I doubt that he would have minimized me like that had I been a man. Simmering, I sat stone-faced, pondering my choices: confront my new adviser and become a “troublemaker,” or play along with his poor estimation of me. I tried to find a middle ground. Did I see the synergy? After a pause long enough to make my adviser uncomfortable, I stared him in the eyes and said flatly, “No.” He couldn’t tell if I meant it. He had no idea what to do. Our meeting soon ended. I never saw him again, save for one brief, required meeting. Perhaps I shortchanged myself, but I was too new at being assertive. He was new at dealing with women students.
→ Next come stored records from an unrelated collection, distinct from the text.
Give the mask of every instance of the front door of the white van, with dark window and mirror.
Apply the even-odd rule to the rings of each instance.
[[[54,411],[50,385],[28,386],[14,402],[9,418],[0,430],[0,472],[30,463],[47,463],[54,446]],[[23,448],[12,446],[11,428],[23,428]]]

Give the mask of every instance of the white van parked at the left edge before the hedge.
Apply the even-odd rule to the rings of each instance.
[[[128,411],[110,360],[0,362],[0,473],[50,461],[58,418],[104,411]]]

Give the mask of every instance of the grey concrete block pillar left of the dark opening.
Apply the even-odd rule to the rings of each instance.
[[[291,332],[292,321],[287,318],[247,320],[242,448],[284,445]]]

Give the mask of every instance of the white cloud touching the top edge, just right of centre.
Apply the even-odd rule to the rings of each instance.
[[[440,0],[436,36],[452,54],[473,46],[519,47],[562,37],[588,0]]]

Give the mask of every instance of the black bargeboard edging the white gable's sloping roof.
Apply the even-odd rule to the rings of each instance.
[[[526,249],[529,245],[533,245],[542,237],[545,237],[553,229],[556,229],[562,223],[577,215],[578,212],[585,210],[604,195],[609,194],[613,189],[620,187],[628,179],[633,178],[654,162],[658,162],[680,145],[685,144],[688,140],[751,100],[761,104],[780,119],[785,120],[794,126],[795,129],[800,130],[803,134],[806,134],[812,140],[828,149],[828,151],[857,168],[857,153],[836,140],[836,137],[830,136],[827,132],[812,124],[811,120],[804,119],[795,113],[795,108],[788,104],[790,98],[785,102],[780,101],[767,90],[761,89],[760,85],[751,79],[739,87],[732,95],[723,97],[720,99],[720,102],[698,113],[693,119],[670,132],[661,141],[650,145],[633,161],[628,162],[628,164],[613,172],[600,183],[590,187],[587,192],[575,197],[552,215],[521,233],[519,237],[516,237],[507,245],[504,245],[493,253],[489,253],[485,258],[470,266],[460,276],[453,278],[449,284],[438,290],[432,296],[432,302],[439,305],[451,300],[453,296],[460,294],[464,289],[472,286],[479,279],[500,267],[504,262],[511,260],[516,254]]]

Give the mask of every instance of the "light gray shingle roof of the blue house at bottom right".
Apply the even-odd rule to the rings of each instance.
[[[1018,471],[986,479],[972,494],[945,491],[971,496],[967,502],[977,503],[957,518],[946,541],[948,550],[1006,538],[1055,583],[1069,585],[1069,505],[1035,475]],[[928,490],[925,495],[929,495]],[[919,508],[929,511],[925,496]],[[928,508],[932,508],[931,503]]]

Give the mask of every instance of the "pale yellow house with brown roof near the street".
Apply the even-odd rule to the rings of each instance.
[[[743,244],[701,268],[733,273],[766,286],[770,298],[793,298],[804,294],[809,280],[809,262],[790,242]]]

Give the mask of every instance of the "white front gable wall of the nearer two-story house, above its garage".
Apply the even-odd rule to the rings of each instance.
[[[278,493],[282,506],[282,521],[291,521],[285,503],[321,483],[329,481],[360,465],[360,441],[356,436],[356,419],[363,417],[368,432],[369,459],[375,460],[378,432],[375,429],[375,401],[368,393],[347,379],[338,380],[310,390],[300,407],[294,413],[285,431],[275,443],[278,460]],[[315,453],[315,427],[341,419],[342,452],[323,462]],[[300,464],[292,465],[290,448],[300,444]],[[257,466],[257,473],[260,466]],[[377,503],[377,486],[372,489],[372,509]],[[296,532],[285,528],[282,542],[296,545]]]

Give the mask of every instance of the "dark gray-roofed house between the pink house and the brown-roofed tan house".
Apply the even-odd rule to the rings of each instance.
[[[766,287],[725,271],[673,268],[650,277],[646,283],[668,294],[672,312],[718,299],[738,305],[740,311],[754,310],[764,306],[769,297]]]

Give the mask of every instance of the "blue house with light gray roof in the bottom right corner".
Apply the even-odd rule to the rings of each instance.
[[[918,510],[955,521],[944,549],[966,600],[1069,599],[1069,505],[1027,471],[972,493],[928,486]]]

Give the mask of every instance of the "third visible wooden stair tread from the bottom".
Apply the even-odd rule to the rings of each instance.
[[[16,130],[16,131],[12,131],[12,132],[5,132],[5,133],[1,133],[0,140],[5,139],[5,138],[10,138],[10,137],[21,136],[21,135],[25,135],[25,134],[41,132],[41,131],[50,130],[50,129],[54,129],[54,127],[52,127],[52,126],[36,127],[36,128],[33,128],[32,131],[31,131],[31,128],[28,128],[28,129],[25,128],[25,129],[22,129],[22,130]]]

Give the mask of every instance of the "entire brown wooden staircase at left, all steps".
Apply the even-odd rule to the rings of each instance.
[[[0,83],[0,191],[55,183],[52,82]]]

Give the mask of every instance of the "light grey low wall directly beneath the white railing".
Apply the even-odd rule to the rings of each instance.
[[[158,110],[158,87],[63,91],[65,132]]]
So was Amherst as a whole. There was a big learning curve unique to that historical period that often went unnoticed by students preoccupied with day-to-day life. Many formerly all-male colleges started admitting women in the late 1960s and 1970s, because men increasingly chose to enroll in coed institutions. To retain the men, the colleges let in some women.

Then Congress outlawed sex discrimination in education by passing Title IX of the Education Amendments of 1972. An exception in the law allowed private colleges like Amherst to arbitrarily limit the proportion of women they admitted, if they chose, but once admitted, they had to treat all students equally. The federal government in 1975 finally approved regulations to implement Title IX after three long years of pushback by men in academia, mainly in athletics.

Thus in 1976 the new Amherst women’s coach walked the halls of dorms, recruiting any woman student who might be persuaded to join a team. Like nearly all college women at that point, I’d had no opportunity to play on a sports team in high school, so it hadn’t crossed my mind to look for one in college. Girls’ soccer, softball or basketball teams didn’t exist in most schools before Title IX.

When the coach caught me and a friend in the hall and said, “We’re forming a basketball team. Why don’t you try out? It’ll be fun,” I remembered shooting hoops in the driveway with my brothers and thought, “Why not?” Eight women gained skills and had the promised fun that first year on a team the College unimaginatively named the Lady Jeffs. When some recruits joined us in the next year’s freshman class, many felt the name was dismissive, but not enough to create a fuss. We were happy to be playing.

I didn’t learn of Title IX for more than a decade after it became law. It took me even longer to gain an understanding of the intersections of discriminations based on class, sex, gender, race and other factors. An Amherst education sharpened my skills for this lifelong learning.

I’ve grown and embraced feminism, as has the College. Women now represent 51 percent of Amherst students. Mammoth changes in the campus culture include a new sports mascot. And in this 50th anniversary year of Title IX, generations of girls across the United States who have grown up expecting equity are more willing to speak up and to demand fairness.


Boschert is the author of 37 Words: Title IX and Fifty Years of Fighting Sex Discrimination (The New Press, 2022).